Existe un interés creciente en el uso de la frecuencia del sonido para mejorar la salud. Y la investigación lo respalda.

En el ámbito de las técnicas de curación, el trabajo sonoro ocupa un espacio curioso: se ha utilizado durante miles de años -piensa en los cantos de tonos de Asia Central, por ejemplo-, pero también en las fronteras de la neuro-ciencia moderna.

Hace 15 años la gente también era exceptica con el yoga. Actualmente la gente se da cuenta de que el sonido es un medio viable para abordar la angustia, mejorar el aprendizaje, incluso trabajar con un niño autista.

En la actualidad la terapia del sonido se conoce mundialmente y se aplica individualmente o como terapia complementaria.

Gran parte del trabajo actual se basa en la investigación de los años 70 del biofísico Gerald Oster. Oster demostró que cuando se toca un tono en un oído y se toca un tono ligeramente diferente en el otro oído, la diferencia hace que el cerebro cree un tercer tono interno, llamado sonido binaural. La teoría es que esto sincroniza las ondas cerebrales en ambos hemisferios, un proceso llamado “arrastre de ondas cerebrales”.

Cuando el cerebro está sincronizado, hay más enfoque.

El arrastre de ondas cerebrales no está exento de sus escépticos, pero algunas investigaciones lo apoyan. En 2008, la revista Alternative Therapies en Salud y Medicina publicó una revisión de 20 estudios de arrastre de ondas cerebrales y los resultados de los pacientes. La conclusión fue que el arrastre de ondas cerebrales es una herramienta eficaz para utilizar en el funcionamiento cognitivo déficits, estrés, dolor, dolores de cabeza y síndrome premenstrual.

La ciencia detrás de la curación con sonido sugiere que el trabajo de sonido puede ayudar con problemas de comportamiento. “Diferentes patrones de ondas cerebrales afectan las emociones”, dice Bill Harris, quien creó los productos de Holosync. Su sistema utiliza sonidos como la lluvia y cuencos de cuarzo (no hay latido o melodía) con un tono pulsante debajo. También utiliza afirmaciones personalizadas, que la gente graba con sus propias voces.

Yo tambien lo utilizo ya que cada paciente necesita una afirmación o sinido personalizado y luego pueden practicarlo. Al practicar entras en un patrón de ondas cerebrales. Haces que el cerebro se organice a un nivel más complejo. Se necesita lo que se puede manejar emocional e intelectualmente y lo empuja más alto.

A mi consulta llega gente con dolor, y molestias creadas por el estres.

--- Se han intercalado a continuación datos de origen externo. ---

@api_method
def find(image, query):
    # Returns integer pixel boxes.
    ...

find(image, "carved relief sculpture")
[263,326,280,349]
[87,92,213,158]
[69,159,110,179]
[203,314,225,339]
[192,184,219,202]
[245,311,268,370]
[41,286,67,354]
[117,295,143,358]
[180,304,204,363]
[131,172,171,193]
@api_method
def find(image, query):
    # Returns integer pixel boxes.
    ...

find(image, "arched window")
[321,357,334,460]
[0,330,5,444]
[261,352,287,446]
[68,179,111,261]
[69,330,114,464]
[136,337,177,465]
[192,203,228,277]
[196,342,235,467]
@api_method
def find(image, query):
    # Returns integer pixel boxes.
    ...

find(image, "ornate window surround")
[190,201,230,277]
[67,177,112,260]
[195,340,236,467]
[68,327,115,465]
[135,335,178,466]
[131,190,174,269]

El sonido puede aumentar la inmunidad y tratar el insomnio, de acuerdo con Jamie Bechtold, un terapeuta de sonido que vive en Los Ángeles.  La verdad es que la mayoría de la gente que viene a mí consulta es a causa del estrés y la ansiedad. Para las aflicciones como los músculos tensos, resfriados y dolores de cabeza, utilizo diapasones en los puntos de acupuntura. Sobre todo los uso en los músculos de la espalda que se relaján completamente usando esta vibración”. También combino sesiones de  relajación con gong o cuencos de cuarzo . “La música grabada está bien, pero con música en directo puedes sentirla. El suelo vibra. Las ondas sonoras rebotan por todo el lugar. “

Jeffrey Thompson, fundador del Centro de Investigación Neuroacústica, dice que las diferentes frecuencias apuntan a las diferentes densidades en el cuerpo. Utiliza una mesa de terapia de sonido vibroacústica. “A medida que las frecuencias disminuyen, de 500 a 400 hercios (un hertzio es un ciclo por segundo), lo sientes más en los músculos, luego en las articulaciones y luego en los huesos. Podemos dar un masaje vibratorio, hasta el final de sus células. Puede hacer trabajo craneal con sonido, y trabajo en los órganos. Está encontrando frecuencias para elevar las células del cuerpo a un estado súper sanador, reconstruyendo más tejido.

Hay más en la ciencia del sonido ahora nunca. Sabemos lo que está ocurriendo molecularmente.” En el futuro, siento que lo que pensamos acerca de la curación de sonido se llamará medicina de frecuencia.